Sitka Gear Mountain Optics Bino Harness
Sitka’s reputation for premium hunting gear extends to their Mountain Optics Bino Harness. This model features integrated accessory pockets on either side of the main optics compartment. If you’re a fan of Sitka Gear, this is the bino harness for you!
Sitka – Mountain Optics Harness: $159
Alaska Guide Creations Classic Bino Pack
I’ve been using the Alaska Guide Creations Classic Bino pack for several years now. It features durable materials and quality construction. The optics compartment is well padded and seals well and this unit sports several accessory pockets.
Alaska Guide Creations – Classic Bino Pack: $126
Mystery Ranch Quick Draw Bino Harness
I have several Mystery Ranch packs and I’ve always appreciated their quality and attention to detail. That quality extends to their bino harness. This model is a minimalist design with quality padded shoulder straps.

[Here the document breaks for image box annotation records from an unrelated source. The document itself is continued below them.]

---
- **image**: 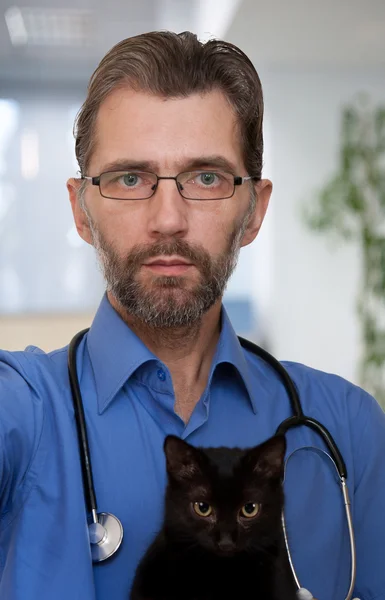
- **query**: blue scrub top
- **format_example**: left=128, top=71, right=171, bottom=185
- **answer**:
left=0, top=296, right=385, bottom=600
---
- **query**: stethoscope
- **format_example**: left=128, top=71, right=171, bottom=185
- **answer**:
left=68, top=329, right=356, bottom=600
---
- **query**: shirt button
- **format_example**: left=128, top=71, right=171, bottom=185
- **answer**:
left=156, top=369, right=166, bottom=381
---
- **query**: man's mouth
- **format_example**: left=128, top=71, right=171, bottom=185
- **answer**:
left=143, top=256, right=194, bottom=276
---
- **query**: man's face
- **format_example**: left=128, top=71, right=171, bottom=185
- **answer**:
left=69, top=89, right=270, bottom=327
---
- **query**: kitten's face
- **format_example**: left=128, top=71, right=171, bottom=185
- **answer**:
left=164, top=436, right=286, bottom=556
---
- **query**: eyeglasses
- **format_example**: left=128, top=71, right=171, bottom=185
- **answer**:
left=82, top=171, right=260, bottom=200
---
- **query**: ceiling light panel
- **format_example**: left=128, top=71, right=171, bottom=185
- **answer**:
left=5, top=6, right=95, bottom=47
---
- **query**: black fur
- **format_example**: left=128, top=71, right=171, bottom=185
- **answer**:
left=130, top=436, right=296, bottom=600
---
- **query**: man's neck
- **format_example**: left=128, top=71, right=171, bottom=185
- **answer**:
left=108, top=294, right=221, bottom=422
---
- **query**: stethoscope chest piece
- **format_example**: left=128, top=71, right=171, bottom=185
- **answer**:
left=88, top=513, right=123, bottom=563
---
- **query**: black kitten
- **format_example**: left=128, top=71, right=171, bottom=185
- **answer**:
left=130, top=436, right=296, bottom=600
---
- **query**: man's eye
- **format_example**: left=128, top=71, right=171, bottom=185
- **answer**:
left=121, top=173, right=140, bottom=187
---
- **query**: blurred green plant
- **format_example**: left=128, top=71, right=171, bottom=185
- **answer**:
left=304, top=95, right=385, bottom=408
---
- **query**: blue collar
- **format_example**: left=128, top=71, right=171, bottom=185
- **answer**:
left=87, top=294, right=257, bottom=414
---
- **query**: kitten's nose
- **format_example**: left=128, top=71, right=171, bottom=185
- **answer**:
left=218, top=533, right=235, bottom=552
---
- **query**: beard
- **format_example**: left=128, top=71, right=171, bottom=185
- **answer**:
left=83, top=206, right=250, bottom=330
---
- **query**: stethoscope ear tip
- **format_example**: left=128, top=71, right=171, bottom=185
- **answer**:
left=297, top=588, right=314, bottom=600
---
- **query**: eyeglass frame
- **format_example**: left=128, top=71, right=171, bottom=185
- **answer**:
left=80, top=169, right=261, bottom=202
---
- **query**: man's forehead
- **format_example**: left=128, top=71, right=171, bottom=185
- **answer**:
left=92, top=88, right=242, bottom=175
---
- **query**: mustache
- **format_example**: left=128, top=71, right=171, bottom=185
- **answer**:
left=121, top=239, right=211, bottom=266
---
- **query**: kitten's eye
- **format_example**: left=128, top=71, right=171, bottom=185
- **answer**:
left=241, top=502, right=260, bottom=519
left=193, top=502, right=213, bottom=517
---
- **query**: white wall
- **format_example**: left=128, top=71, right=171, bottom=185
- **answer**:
left=248, top=69, right=385, bottom=381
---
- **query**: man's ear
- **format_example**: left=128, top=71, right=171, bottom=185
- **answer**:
left=67, top=177, right=92, bottom=245
left=241, top=179, right=273, bottom=246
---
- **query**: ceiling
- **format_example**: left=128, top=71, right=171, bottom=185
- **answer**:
left=0, top=0, right=385, bottom=91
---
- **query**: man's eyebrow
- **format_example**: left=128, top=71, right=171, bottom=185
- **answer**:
left=100, top=155, right=239, bottom=175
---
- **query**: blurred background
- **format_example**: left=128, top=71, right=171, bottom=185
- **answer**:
left=0, top=0, right=385, bottom=400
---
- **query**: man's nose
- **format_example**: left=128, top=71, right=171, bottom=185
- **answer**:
left=148, top=179, right=188, bottom=237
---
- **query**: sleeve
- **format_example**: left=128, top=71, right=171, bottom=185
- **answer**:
left=352, top=392, right=385, bottom=600
left=0, top=352, right=42, bottom=521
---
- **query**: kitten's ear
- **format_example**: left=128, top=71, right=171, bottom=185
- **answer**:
left=163, top=435, right=200, bottom=481
left=246, top=435, right=286, bottom=479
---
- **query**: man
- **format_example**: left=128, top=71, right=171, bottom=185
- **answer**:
left=0, top=32, right=385, bottom=600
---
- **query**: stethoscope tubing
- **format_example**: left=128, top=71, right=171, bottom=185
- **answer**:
left=68, top=328, right=356, bottom=600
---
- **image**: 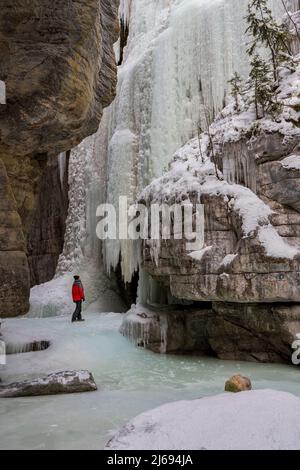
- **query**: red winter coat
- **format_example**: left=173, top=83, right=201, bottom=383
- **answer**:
left=72, top=281, right=85, bottom=302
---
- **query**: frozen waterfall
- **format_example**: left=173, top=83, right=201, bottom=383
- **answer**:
left=99, top=0, right=298, bottom=281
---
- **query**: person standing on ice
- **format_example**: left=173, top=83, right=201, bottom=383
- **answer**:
left=72, top=276, right=85, bottom=323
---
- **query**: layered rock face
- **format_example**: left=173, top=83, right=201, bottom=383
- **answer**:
left=130, top=59, right=300, bottom=362
left=0, top=0, right=118, bottom=316
left=27, top=153, right=69, bottom=286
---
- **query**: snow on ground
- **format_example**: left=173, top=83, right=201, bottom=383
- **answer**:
left=28, top=265, right=126, bottom=317
left=106, top=390, right=300, bottom=450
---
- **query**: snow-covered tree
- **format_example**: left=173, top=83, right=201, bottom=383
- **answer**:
left=228, top=72, right=243, bottom=111
left=246, top=0, right=291, bottom=81
left=249, top=54, right=276, bottom=119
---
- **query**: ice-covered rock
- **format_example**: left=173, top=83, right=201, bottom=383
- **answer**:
left=106, top=390, right=300, bottom=450
left=0, top=370, right=97, bottom=398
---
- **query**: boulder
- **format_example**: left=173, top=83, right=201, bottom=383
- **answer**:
left=0, top=370, right=97, bottom=398
left=225, top=374, right=252, bottom=393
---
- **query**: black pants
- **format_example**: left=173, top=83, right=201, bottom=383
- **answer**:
left=72, top=300, right=82, bottom=321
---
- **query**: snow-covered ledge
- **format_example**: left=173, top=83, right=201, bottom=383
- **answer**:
left=106, top=390, right=300, bottom=450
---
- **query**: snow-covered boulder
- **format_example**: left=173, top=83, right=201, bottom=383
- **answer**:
left=106, top=390, right=300, bottom=450
left=0, top=370, right=97, bottom=398
left=225, top=374, right=252, bottom=393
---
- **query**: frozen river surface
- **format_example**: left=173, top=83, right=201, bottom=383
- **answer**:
left=0, top=309, right=300, bottom=449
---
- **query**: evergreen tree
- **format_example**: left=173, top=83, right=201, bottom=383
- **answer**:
left=228, top=72, right=243, bottom=111
left=250, top=54, right=276, bottom=119
left=246, top=0, right=291, bottom=81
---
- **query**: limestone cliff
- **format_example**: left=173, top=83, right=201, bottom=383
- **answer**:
left=0, top=0, right=118, bottom=316
left=123, top=57, right=300, bottom=362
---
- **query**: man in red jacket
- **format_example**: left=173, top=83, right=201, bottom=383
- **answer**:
left=72, top=276, right=85, bottom=322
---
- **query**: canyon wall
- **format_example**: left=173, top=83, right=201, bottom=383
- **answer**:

Mystery Ranch – Bino Harness 10x: $139
FHF Gear FOB Bino Harness
The FOB Bino harness from FHF Gear is a durable and weather-resistant, fully enclosed bino harness. This model features a front-open bi-fold lid design with a quiet magnetic closure system. Laser-cut MOLLE panels on each side of the harness accept a range of accessories.
FHF Gear – FOB Bino Harness: $185
Kifaru Bino Harness
I’ve hard a Kifaru backcountry pack for over 20 years. It’s one of the toughest things I own. Kifaru is known for building toughness into their products and their bino harness is no exception. Available in multiple sizes with a variety of available accessories.

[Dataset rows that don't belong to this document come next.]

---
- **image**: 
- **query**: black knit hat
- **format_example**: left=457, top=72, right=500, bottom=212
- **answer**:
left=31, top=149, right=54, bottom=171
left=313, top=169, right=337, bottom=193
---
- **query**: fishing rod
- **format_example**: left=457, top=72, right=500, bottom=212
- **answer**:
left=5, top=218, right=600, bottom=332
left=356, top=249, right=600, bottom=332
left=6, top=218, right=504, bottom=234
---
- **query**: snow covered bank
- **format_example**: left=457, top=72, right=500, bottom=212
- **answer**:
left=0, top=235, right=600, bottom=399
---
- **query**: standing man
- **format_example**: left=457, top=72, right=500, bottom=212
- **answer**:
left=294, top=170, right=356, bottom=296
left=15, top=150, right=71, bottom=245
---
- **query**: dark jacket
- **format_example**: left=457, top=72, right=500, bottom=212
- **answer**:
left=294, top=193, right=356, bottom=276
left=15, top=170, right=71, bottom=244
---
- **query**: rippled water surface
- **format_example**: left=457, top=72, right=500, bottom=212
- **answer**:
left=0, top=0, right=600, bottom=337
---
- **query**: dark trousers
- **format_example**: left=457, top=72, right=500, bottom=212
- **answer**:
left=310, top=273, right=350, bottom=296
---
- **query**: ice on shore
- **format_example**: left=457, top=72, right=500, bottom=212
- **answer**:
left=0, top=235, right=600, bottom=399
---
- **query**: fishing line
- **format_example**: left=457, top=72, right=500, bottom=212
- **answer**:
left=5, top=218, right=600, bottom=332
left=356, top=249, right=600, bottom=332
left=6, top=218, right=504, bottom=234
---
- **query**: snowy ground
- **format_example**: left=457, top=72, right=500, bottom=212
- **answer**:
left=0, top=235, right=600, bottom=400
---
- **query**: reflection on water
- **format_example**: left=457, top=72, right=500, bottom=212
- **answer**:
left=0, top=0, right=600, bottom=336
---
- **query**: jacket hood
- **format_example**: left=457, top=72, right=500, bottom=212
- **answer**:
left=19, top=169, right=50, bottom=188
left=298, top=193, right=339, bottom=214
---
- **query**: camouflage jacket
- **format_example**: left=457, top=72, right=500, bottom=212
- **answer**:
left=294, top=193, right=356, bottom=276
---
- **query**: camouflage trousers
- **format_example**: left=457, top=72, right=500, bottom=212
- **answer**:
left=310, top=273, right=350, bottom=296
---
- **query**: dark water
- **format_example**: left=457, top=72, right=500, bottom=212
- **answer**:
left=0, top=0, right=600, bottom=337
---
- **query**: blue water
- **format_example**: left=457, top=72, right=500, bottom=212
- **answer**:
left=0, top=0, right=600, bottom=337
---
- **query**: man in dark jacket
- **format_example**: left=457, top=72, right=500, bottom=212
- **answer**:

Kifaru – Bino Harness: $125
Kuiu Bino Harness
Kuiu’s commitment to lightweight innovation shines through in their Bino Harness. This bino pack features a clean minimalist design and premium waterproof materials. This model fully encloses your optics, it is one-hand operable and dead quiet. If you’re going in light, this is the bino harness for you.
Kuiu: PRO Bino Harness: $119
Eberlestock Recon Modular Bino Pack
Eberlestock is known for making high-end packs for backcountry hunters and special forces. This reputation for build quality extends to their Recon Modular Bino Pack. Beyond being a great bino pack on its own, Eberlestock offers the widest range of accessories that allow you to customize your Recon Modular bino pack for your unique hunting application.
Eberlestock: Recon Modular Bino Pack: $129
Badlands Bino XR
The first Bino pack I ever tried was from Badlands and it served me well for several years. I appreciate their innovative design and quality construction. My favorite feature on this pack is the integrated range finder pouch with magnetic closure on the bottom, eliminating the need for a range finder accessory pocket.
Badlands – XR Bino: $170
Marsupial Gear – Enclosed Binocular Chest Pack
Where many of the companies in this list started with backpacks or apparel and then added a bino pack to their line, Marsupial Gear started with the bino pack. It’s their core focus. Their Enclosed Binocular Chest Pack features a front folding magnetic lid design with sidewalls and overlapping wings to fully seal and protect your binoculars from the elements. This is an exceedingly well-made bino pack and should be on your list for consideration.
Marsupial Gear – Enclosed Binocular Chest Pack: $135
Bino Harness Review – Final Thoughts
You really cannot go wrong with any of these top-tier binocular packs. They are all of superior quality and offer a range of features. For most hunters, the best choice is going to come down to fit, feel, and specific features. Review the list, order your top two or three choices, and try them on for size. See how they fit your glass and how easy it is to access your binoculars, and make sure that you like the straps. Once you’ve had a chance to try a couple on for size, your top choice will be clear.